Well, if you find a chest full of silicon implants attractive, I suppose...<has sudden thought & rushes off to post the most appalling idea ever>
DrBob, Aug 30 2014

       Hmm, funny you should mention that, but returns to the silicone spiral, models get silicone, upload photos, people buy pc`s/tablets/whatever (which contain silicone) and view photos...so most of the economic activity of the last decade of the 20th century was silicone driven.
not_morrison_rm, Aug 30 2014


       You had me at (naked) [+]
Grogster, Aug 30 2014

       //Well, if you find a chest full of silicon implants attractive//   

       Silicone wasn't specified, just large, small would do equally well for me.   

       So what [Grog] said, just add //attractive// (which is obviously a factor that varies according to taste) ;)
Skewed, Aug 30 2014

       How did I miss this?

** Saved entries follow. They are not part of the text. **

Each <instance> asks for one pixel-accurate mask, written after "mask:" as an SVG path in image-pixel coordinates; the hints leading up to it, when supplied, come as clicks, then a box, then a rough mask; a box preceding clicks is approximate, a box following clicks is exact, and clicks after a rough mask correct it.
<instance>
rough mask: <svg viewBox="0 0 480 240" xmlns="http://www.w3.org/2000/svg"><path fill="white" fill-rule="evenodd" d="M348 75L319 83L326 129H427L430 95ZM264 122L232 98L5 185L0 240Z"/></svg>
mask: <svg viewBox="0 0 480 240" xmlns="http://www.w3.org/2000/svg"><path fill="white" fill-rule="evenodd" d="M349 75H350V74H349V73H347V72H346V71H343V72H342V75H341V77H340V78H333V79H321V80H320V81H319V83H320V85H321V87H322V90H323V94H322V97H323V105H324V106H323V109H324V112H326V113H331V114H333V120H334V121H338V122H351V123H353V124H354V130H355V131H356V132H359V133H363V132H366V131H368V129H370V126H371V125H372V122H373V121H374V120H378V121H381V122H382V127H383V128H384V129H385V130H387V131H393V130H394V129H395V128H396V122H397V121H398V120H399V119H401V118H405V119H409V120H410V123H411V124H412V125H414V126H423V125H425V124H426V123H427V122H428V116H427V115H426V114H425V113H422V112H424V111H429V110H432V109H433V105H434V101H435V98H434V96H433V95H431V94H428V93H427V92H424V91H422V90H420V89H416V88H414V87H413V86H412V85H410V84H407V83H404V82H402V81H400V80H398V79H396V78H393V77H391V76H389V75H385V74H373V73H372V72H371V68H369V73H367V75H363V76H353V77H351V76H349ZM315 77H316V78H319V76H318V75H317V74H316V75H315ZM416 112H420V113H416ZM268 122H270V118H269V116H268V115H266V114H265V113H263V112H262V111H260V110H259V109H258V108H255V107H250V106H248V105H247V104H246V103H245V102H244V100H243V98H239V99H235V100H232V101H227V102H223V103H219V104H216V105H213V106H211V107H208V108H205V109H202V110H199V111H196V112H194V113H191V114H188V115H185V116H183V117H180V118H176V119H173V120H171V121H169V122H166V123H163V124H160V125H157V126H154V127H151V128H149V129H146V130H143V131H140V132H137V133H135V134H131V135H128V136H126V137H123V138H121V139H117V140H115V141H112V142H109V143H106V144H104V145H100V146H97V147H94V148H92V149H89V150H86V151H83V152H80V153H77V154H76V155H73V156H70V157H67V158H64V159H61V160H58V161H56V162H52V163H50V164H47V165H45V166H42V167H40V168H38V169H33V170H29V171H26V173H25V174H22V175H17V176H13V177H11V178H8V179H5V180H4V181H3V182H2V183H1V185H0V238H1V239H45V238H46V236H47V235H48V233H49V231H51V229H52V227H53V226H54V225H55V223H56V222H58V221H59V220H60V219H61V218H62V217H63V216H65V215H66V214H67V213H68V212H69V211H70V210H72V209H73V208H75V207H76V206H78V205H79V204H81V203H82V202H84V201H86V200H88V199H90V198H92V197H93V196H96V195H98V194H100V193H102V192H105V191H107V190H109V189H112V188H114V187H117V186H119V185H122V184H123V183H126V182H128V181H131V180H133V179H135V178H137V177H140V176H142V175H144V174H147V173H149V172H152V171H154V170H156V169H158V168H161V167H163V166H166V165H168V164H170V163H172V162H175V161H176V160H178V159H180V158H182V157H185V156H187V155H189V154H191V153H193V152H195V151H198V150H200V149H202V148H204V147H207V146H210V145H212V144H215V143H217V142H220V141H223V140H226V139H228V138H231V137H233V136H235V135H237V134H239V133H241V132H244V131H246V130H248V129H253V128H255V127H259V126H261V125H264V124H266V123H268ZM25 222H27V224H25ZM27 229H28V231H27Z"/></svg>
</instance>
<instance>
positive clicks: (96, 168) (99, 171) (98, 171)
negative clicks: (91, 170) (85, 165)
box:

It's like a red light flashing for fun. Yes, yes, let's get them dolled up and get those push-up bras on. Whoo-hooo. +
blissmiss, Aug 31 2014

       Immediate bun, but I'd be fine with them playing actual bagpipes as well (provided they can play, of course). Sadly, bagpipe music is like mead; you either like it or you don't, and no amount of exposure will change that.   

       Actually, exposure to enough mead at any one time will make most anything enjoyable.
Alterother, Sep 12 2014

       ... except bagpipes.
8th of 7, Sep 12 2014

       So let me get this straight. Fake breasted cosmetecly (inhancesed) imbicilic octogenerian screwing psycopaths... With bagpipes?
EkranoMan, Sep 18 2014

       Let me get this straight [Ekrano] - English is not your native language?
xandram, Sep 18 2014

       Don't take it to heart, i'm just messing around :)
EkranoMan, Sep 18 2014

       This sort of cheap gimmick reminds me of the NSC Theory - that is, the theory that any idea is improved through the addition of "Naked Scuba Chicks" (see link).
hippo, Sep 19 2014

       The girls are cheap to hire out!
xandram, Sep 19 2014

       "They were playing bagpipes? I didn't notice."